Diabetes Mellitus (DM)

Diabetes mellitus is a group of endocrine disorders characterized by hyperglycemia, or elevated blood glucose. The two main types are type 1 diabetes, which is caused by an absolute insulin deficiency; and type 2 diabetes which is caused by insulin resistance.

Okay, so, the pancreas is an organ located in the abdomen that plays a role in glucose regulation and digestion. Scattered throughout the pancreas are small clusters of cells, called islets of Langerhans. Among these cells are α-cells and β-cells. The α-cells secrete glucagon in response to decreasing blood glucose. Glucagon increases blood glucose by stimulating the liver to breakdown glycogen, or stored glucose, by a process called glycogenolysis.

Conversely, β-cells secrete insulin in response to increasing blood glucose. Insulin lowers blood glucose, which also suppresses α-cell secretion of glucagon. Along with insulin, β-cells co-secrete amylin, which prevents postprandial, or post-meal, spikes in blood glucose by inhibiting gastric emptying, increasing satiety, and suppressing glucagon release.

Now, for cells to function, they need glucose as a source of energy. However, cell membranes are impermeable to glucose; so, for glucose to get inside the cell, insulin must first bind to insulin receptors on the cell membrane. This binding activates the cell’s glucose transporters that will then facilitate the movement of glucose into the cell.

Type 1 diabetes is most commonly caused by an autoimmune destruction of β-cells, resulting in an inability to produce insulin. In other cases, the cause is idiopathic, meaning there’s no known cause. Risk factors include exposure to certain viruses and a family history of type 1 diabetes.

As for type 2 diabetes, the main cause is insulin resistance in the tissues, which is when cells don’t respond as easily to insulin. Risk factors include obesity, physical inactivity, and a diet high in simple carbohydrates, saturated fats, and red meat. Additionally, those older than 65 years and those with a history of hypertension are at increased risk.

Alright, now with type 1 diabetes, a lack of insulin means glucose can’t enter the cells, and without glucose the cells begin to starve.
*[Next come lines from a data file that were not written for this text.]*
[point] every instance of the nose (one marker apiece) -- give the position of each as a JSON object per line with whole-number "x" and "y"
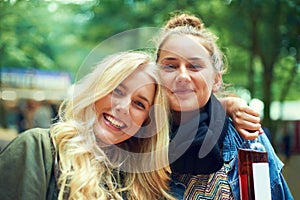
{"x": 121, "y": 106}
{"x": 183, "y": 75}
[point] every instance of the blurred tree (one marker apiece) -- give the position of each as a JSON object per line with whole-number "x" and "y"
{"x": 259, "y": 37}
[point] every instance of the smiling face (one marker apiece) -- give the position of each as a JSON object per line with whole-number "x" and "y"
{"x": 187, "y": 73}
{"x": 122, "y": 112}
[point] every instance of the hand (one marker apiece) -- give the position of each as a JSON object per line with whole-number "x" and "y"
{"x": 245, "y": 119}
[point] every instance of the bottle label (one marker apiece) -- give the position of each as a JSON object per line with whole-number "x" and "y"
{"x": 261, "y": 181}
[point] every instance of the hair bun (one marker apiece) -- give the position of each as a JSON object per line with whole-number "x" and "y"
{"x": 184, "y": 20}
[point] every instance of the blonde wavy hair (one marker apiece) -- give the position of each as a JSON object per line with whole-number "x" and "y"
{"x": 87, "y": 171}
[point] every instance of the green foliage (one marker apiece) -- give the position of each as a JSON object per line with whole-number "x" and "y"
{"x": 259, "y": 37}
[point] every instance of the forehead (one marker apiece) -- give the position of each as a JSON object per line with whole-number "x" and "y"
{"x": 138, "y": 79}
{"x": 186, "y": 46}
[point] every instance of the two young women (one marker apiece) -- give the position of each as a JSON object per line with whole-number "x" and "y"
{"x": 112, "y": 139}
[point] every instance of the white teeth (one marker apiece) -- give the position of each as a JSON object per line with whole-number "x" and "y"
{"x": 114, "y": 122}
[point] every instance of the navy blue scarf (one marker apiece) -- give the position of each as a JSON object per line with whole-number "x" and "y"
{"x": 195, "y": 146}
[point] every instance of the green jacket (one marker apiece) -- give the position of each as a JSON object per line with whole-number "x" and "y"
{"x": 26, "y": 167}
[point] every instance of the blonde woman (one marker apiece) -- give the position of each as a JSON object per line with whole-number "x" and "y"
{"x": 111, "y": 140}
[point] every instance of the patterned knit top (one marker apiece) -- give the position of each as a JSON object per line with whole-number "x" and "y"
{"x": 207, "y": 186}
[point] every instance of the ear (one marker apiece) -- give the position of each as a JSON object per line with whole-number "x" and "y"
{"x": 147, "y": 121}
{"x": 217, "y": 82}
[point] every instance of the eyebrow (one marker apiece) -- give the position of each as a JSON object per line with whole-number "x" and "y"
{"x": 191, "y": 58}
{"x": 140, "y": 96}
{"x": 145, "y": 99}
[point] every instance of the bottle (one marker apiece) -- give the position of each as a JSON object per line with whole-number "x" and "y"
{"x": 253, "y": 169}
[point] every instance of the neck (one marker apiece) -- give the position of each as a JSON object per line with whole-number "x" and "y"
{"x": 180, "y": 117}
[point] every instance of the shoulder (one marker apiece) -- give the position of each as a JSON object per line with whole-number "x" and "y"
{"x": 31, "y": 142}
{"x": 32, "y": 137}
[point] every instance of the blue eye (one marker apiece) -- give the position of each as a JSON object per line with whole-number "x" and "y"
{"x": 195, "y": 67}
{"x": 168, "y": 67}
{"x": 118, "y": 92}
{"x": 139, "y": 104}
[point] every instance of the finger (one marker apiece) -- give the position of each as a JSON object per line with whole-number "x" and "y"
{"x": 248, "y": 135}
{"x": 250, "y": 111}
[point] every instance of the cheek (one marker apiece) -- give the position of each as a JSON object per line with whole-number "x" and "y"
{"x": 138, "y": 117}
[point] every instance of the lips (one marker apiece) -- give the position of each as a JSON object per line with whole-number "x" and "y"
{"x": 112, "y": 121}
{"x": 182, "y": 91}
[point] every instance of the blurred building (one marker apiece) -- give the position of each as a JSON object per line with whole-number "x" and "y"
{"x": 29, "y": 96}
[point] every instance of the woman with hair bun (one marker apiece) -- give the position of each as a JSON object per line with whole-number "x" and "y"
{"x": 204, "y": 142}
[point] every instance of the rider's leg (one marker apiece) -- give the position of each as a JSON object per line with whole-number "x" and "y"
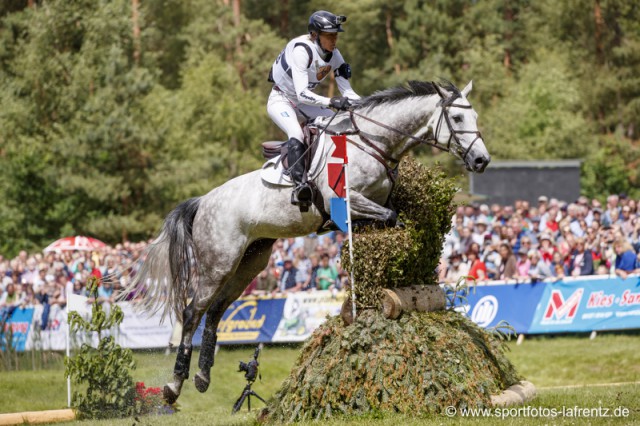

Additionally, α-cells will continue to secrete glucagon because they become less responsive to high levels of glucose; so, the liver continues to break down glycogen into glucose, which contributes to a further increase in blood glucose, resulting in hyperglycemia.

On the other hand, with type 2 diabetes, cells in the tissues become insulin resistant, and additional insulin is required to get glucose to enter the cells. The β-cells respond by releasing more insulin. Over time, however, it becomes more difficult for the β-cells to keep up with the demand. They become exhausted, dysfunctional, and progressively lose their ability to produce enough insulin to overcome resistance. Eventually, β-cells begin to undergo apoptosis, or cell death, leaving less β-cells available to produce insulin. Losing β-cells means less insulin, and less insulin means glucose will build up in the blood, resulting in hyperglycemia.

Now, sustained hyperglycemia has detrimental effects on the rest of the body. The kidneys reach the maximum amount of glucose they can reabsorb, so extra glucose spills into the urine, causing glycosuria. Additionally, since glucose is osmotically active, glycosuria is accompanied by a large amount of water in the urine. Glucose also pulls water out of cells and into the bloodstream, expanding the blood volume and leaving the cells dehydrated.